Five Succession work scenes that every woman will recognise

·5-min read
Succession - HBO/ David M. Russell
Succession - HBO/ David M. Russell

Succession returned to our television screens this week and it’s been an unalloyed joy to find that all its exquisite components remain very much intact in series three: the acerbic wit, the monochrome luke interiors, the loathsome-yet-compelling dramatis personae and their irredeemably self-interested machinations. Episode one brought us the Roy family doing what they do best: coolly trying, like circling sharks, to tear one another limb from limb, each a player in a game that’s also a grotesque fight to the death.

Critics largely agree that a key part of the appeal is the schadenfreude generated by incredibly wealthy people being unhappy. And sure, that is extremely satisfying. But even if most families don’t preside over media empires, this drama of Shakespearean proportions is far more relatable than we may at first imagine.

There’s the sibling rivalry, for a start (a poll commissioned by Now TV to mark the launch of the show’s third season found a quarter of adults still argue with their brother or sister). There’s the bad romance (Shiv and Tom, Kendall and any woman in his orbit). And then there are the work scenes. It’s true that most of us don’t end up in a Sarajevo hotel room, avoiding extradition, during our average working day – but don’t let that obscure the fact that there are elements here that every woman can recognise. (Warning: spoilers included.)

1. Being talked over by a man

One of the most excruciatingly superb scenes from S3E1 is Kendall Roy listening to a pitch from two PR women he’s invited into his ex-wife’s apartment, which he’s using as a base for his (so far) one-man coup. We say listening – it was the special kind of listening a certain kind of Kendall-like man does when he already has all the answers. The immaculate PR women may have been, in his words, “the best”, but ultimately he didn’t actually need to hear them out because, it turned out, his own brilliant vision rendered theirs irrelevant.

Kendall is his own unique blend of ego and insecurity. He is, of course, a fictional creation. And yet, we feel we’ve seen his ilk somewhere or other before. The self-assured male colleague who repeats your idea in a louder voice and shamelessly takes the credit? It’s him, multiplied by 10. From your average town centre office to sky-high corporate boardrooms, you know this type when you meet him. The risk is having Kendall Roy as his mascot may just encourage him more.

2. Being hit on in a work setting

Few have the entitlement of Roman Roy, declaring “waiting” is “hot” to his much older colleague and object of his fantasies, Gerri Kellman. But plenty have the sense that if they badger their female colleague enough, she’ll eventually fall for their charms. Even if those charms include talking over her in meetings. The more said colleague rejects them, the more they bound back on the basis that it’s inconceivable their advances are truly unwanted.
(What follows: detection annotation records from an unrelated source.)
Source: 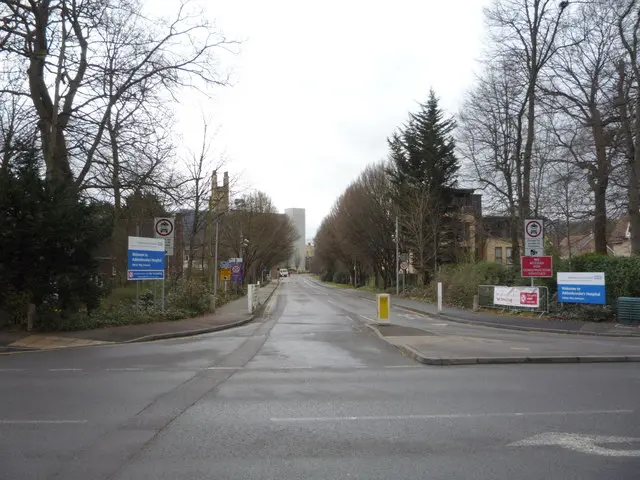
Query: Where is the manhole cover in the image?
[378,325,435,337]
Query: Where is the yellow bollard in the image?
[376,293,391,320]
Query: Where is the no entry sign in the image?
[520,256,553,277]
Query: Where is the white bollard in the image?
[247,283,256,313]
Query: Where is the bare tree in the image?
[541,1,620,255]
[184,120,223,278]
[458,59,527,264]
[615,0,640,255]
[0,93,35,171]
[220,192,298,281]
[485,0,569,219]
[0,0,235,186]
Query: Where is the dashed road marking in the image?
[0,419,87,425]
[271,410,634,423]
[104,367,144,372]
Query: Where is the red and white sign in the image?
[153,217,176,256]
[493,286,540,308]
[520,256,553,277]
[524,218,544,257]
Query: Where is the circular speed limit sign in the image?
[525,220,542,238]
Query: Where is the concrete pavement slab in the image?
[0,282,278,353]
[367,324,640,366]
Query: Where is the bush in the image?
[406,262,526,308]
[331,272,351,285]
[37,304,193,331]
[167,279,209,315]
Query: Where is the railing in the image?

3. The female friendship gone sour

Mixing business and pleasure is a notoriously dangerous pursuit. In practical terms this means if you have an out-of-work friend it may be better to keep her that way and not attempt to use her to advance your own career. Shiv Roy learns this lesson the hard way when she tries and fails to persuade her friend, hotshot lawyer Lisa Arthur, to provide her with legal advice. Shiv, being a Roy, does not take “no” well. Lisa, being a hotshot lawyer, does not take Shiv well. Not sure they’ll be at each other’s dinner parties any time soon.

4. Insane demands from the boss

Kendall again (oh Kendall), sitting in the car with his assistant, who must answer his phone for him, pretend he’s busy, then transmit increasingly ridiculous messages back and forth. “I’ll grind his bones to make my bread,” paterfamilias Logan hisses down the phone. “Tell him I’m gonna run up the f------- beanstalk,” Kendall instructs his assistant.

Even if you’ve never been asked to deliver creative fairytale-inspired insults on your employer’s behalf, you’ve probably been tasked with similarly unreasonable requests at some point in your career. In the lore of certain industries, it’s pretty much a rite of passage.

Critics largely agree that a key part of Succession's appeal is the schadenfreude generated by incredibly wealthy people being unhappy. - HBO
Critics largely agree that a key part of Succession's appeal is the schadenfreude generated by incredibly wealthy people being unhappy. - HBO

5. The power play

This is the show’s driving force, but perhaps we should not be too hasty in imagining we would never behave like the cut-throat, scheming scions of Waystar Royco. It’s all play – but careers and lives are at stake. The Roys may have more money, more staff, more private transport, more everything than almost anyone in the real world, but they don’t necessarily have more desire to triumph. Who has not, in the course of their career, encountered the backstabbing colleague who will sell you out the second it profits their cause? Who hasn’t worked out the best way to position themselves when a desirable opening comes up? Whether the job is chief executive of a media conglomerate or chief executive of a widgit factory, the power play is the same.